# Any ideas on how to remove heatmat sticky residue from Terrarium Glass?



## Daweso (Dec 17, 2012)

As the title say.

I've tried scrubbing it with a normal kitchen sponge and water as I didn't want to use anything too harsh because of my animals, but to no avail.


----------



## Drayvan (Jul 7, 2010)

Mayo, vinegar and vegetable oil are supposed to be good for getting rid of sticky stuff. Pretty random but apparently it works : victory:


----------



## marc26 (Aug 12, 2012)

Autoglym Intensive Tar Remover Will Be Best Bet Used Myself

Or house old crap, Vinegar, Glass Cleaner, Bicarbonate soda and water, Turps, Or Cheese + Egg Mix


----------



## Cockys Royals (Jun 28, 2008)

Nail polish remover


----------



## bruton2000 (Jun 29, 2009)

Hot water,Fairy Liquid and elbow grease........:2thumb: thats what i used.

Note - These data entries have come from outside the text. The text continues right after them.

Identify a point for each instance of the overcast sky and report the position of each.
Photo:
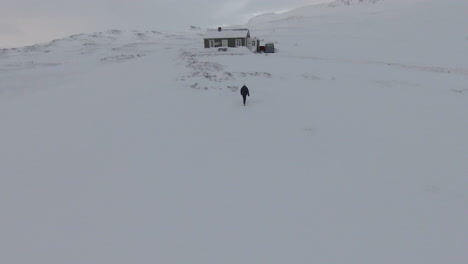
(25, 22)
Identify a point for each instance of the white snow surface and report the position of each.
(134, 146)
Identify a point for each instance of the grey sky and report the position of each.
(24, 22)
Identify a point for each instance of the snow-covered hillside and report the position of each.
(134, 146)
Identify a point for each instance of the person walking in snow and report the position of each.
(245, 92)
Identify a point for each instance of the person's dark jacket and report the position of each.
(245, 91)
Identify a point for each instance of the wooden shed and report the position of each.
(227, 38)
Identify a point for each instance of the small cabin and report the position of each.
(232, 38)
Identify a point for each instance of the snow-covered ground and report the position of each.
(134, 147)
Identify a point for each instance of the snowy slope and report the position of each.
(134, 147)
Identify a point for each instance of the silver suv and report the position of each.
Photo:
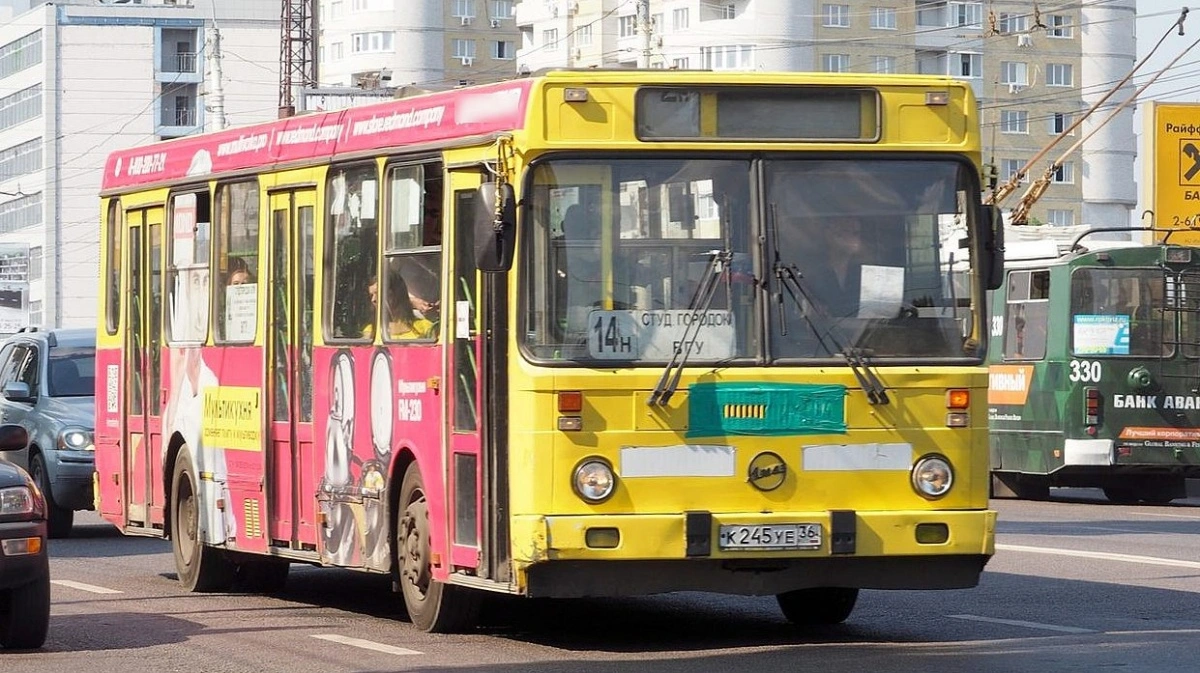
(47, 384)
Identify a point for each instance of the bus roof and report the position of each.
(469, 112)
(461, 113)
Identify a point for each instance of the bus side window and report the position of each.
(412, 287)
(352, 244)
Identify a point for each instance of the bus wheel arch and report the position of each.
(432, 606)
(199, 568)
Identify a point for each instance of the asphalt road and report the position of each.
(1077, 584)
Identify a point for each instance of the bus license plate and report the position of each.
(771, 536)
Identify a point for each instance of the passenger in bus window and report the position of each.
(239, 272)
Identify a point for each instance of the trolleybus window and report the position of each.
(1120, 312)
(187, 278)
(237, 240)
(1027, 314)
(352, 239)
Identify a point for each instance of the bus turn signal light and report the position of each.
(570, 402)
(958, 398)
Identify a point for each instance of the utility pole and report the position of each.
(298, 52)
(643, 22)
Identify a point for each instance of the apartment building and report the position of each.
(82, 78)
(1035, 71)
(424, 43)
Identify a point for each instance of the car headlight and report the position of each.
(17, 500)
(593, 480)
(77, 439)
(933, 476)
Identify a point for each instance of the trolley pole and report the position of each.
(643, 22)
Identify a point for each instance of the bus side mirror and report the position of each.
(994, 246)
(496, 227)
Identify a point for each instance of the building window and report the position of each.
(1065, 174)
(966, 13)
(679, 19)
(1061, 217)
(731, 56)
(502, 8)
(21, 107)
(1060, 74)
(22, 53)
(371, 42)
(1014, 121)
(1014, 72)
(463, 8)
(883, 18)
(583, 36)
(463, 48)
(1060, 26)
(969, 65)
(627, 26)
(1012, 23)
(35, 263)
(1009, 168)
(21, 212)
(835, 62)
(835, 16)
(1061, 122)
(21, 160)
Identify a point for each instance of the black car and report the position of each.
(24, 562)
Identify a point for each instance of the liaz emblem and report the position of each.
(767, 472)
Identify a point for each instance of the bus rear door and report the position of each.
(291, 480)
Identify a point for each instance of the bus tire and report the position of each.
(198, 566)
(432, 606)
(822, 606)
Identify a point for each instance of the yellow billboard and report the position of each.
(1171, 169)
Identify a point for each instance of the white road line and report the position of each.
(1101, 556)
(364, 644)
(83, 587)
(1025, 624)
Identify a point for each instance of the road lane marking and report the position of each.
(1101, 556)
(1020, 623)
(364, 644)
(82, 587)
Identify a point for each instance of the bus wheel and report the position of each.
(432, 606)
(817, 607)
(199, 568)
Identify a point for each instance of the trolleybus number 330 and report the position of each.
(778, 536)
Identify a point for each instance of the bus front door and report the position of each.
(478, 499)
(142, 456)
(289, 478)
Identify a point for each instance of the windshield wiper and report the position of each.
(790, 282)
(718, 266)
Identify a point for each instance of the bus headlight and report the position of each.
(76, 439)
(593, 480)
(933, 476)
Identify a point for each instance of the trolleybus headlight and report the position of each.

Need to let the water and neat fairy liquid soak a little before you start scrubbing...


----------



## Corn89 (Mar 15, 2013)

White spirits, but obviously wash thourghly afterwards.


----------



## matt77303 (Mar 17, 2013)

this stuff is great

Sticky Stuff Remover in speciality cleaners at Lakeland

Matt


----------



## RhacodactyBoy (Jun 19, 2011)

the way i get it off is white spirit and a scalpel blade. its the only way its coming off lol keep the blade flat so you dont scratch the glass and it will come straight off.


----------